The large majority of men I meet are not aware that by agreeing to a prostate biopsy they are starting down a slippery slope. The biopsy is a pivotal step—not because it is painful— when expertly performed there should be minimal pain—but because, more often than not, if any of the tissue samples or “cores” taken from different sections of the prostate prove positive for cancer, the whole radical treatment process is set in motion.
Very few men understand that in most cases, prostate cancer is the more common Low-Risk type that is not life threatening and does not require immediate treatment.
So what can be done to prevent this rush to over treatment? Especially the panic to “just cut it out?”
First of all, family doctors
need to refrain from recommending a biopsy at the first sign of an elevated
PSA. You’d be surprised to learn how often this happens. But a slight increase
in PSA does not justify an immediate biopsy. Instead, it should merely result
in a risk assessment process to determine what is really going on in the
prostate.
For instance, an
enlarged prostate, the result of Benign Prostatic Hyperplasia (BPH), common in
aging men, is often the cause of an artificially elevated PSA
reading. Similarly, a random laboratory error, an underlying chronic prostate
infection or even recent sexual activity, can cause a rise in PSA. I remember
once, about ten years ago, my PSA was unaccountably elevated. Then I remembered
I had helped a friend move some heavy carpets from his house to his truck the
day before the test. We repeated the test a week later, and my PSA had dropped
back again to its previous level.
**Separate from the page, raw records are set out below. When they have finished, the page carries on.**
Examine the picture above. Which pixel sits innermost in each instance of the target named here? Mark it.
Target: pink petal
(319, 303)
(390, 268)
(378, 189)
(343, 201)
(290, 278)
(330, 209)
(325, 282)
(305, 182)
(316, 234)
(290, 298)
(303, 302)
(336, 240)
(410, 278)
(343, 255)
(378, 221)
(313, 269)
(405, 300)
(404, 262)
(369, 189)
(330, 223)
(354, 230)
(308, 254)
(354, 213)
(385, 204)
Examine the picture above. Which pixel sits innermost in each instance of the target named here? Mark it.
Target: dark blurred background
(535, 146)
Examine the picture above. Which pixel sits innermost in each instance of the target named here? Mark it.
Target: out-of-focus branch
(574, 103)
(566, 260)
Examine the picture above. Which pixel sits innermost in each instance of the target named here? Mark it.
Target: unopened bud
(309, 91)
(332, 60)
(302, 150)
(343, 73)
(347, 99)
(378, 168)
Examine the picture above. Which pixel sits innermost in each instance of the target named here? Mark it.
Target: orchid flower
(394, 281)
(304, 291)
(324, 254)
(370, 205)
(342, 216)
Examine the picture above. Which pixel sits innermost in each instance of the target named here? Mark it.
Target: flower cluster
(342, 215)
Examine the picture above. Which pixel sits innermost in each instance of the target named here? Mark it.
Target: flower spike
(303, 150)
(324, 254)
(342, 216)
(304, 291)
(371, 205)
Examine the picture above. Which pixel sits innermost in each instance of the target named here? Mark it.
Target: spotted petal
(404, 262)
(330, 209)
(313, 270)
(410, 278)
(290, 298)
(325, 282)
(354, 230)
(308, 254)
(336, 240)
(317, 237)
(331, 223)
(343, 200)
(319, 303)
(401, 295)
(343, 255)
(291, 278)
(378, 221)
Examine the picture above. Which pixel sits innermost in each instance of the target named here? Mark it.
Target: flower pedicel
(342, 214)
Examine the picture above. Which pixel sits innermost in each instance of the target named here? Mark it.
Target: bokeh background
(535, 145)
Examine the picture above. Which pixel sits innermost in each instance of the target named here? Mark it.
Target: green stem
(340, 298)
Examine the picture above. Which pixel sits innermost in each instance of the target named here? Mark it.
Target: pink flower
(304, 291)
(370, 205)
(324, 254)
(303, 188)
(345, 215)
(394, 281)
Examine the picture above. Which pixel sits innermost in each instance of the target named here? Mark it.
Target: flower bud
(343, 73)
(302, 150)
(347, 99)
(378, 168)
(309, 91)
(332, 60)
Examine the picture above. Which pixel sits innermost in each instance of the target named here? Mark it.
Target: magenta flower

Could it have come from my vigorous
exertion?
So an obvious first step, when there
is an unexplained shift upward, is to make certain that all the above
reasons are ruled out and have your doctor repeat the PSA. If on retesting your
PSA is still elevated, additional testing with PCA-3, color Doppler ultrasound
or mulitparametric MRI should be considered before resorting to a biopsy and
starting down that slippery slope to unnecessary radical treatment—treatment
that all too often leads to incontinence and loss of sexual potency.
If further testing indicates
that you should to go ahead with a biopsy, remember that some margin of error
is always present. Biopsies fail to spot cancer about 20% of the time,
especially in men with enlarged
prostates. So even when an initial biopsy comes up free of cancer, you are not
off the hook. Naturally doctors are concerned about missing cancer in
their patients, so chances are they will recommend a second or even a third
biopsy, and one of these follow-up biopsies is likely to show something that
was missed in the first go-around.
A better approach is to consider an
image-guided, targeted biopsy with
MRI or Color Doppler Ultrasound. Not only is high grade disease located more
frequently, low-grade disease can be overlooked.
However, if this should happen,
don’t panic. As Mark pointed out in our book, Low-Risk prostate cancer
is so common that the likelihood of the average man harboring some degree of
microscopic disease can be estimated by putting a percentage sign after his
age. Low-grade disease is a normal part of aging, not something to be
frightened of.
So if your PSA is only slightly
elevated, my advice to you—depending on your age, your life expectancy, your
overall health and your family history—is to think very carefully about the
risks inherent in radical treatment, and don’t allow yourself to be rushed into
getting a biopsy before less invasive diagnostic methods have been explored.
In the meantime, put that percentage sign
after your age, and know you are in good company. Just remember: The odds are
on your side. Time is on your side. For my part, I am doing my best to live up
to the sub-title of our book: “No more unnecessary biopsies, radical treatmentor loss of sexual potency.”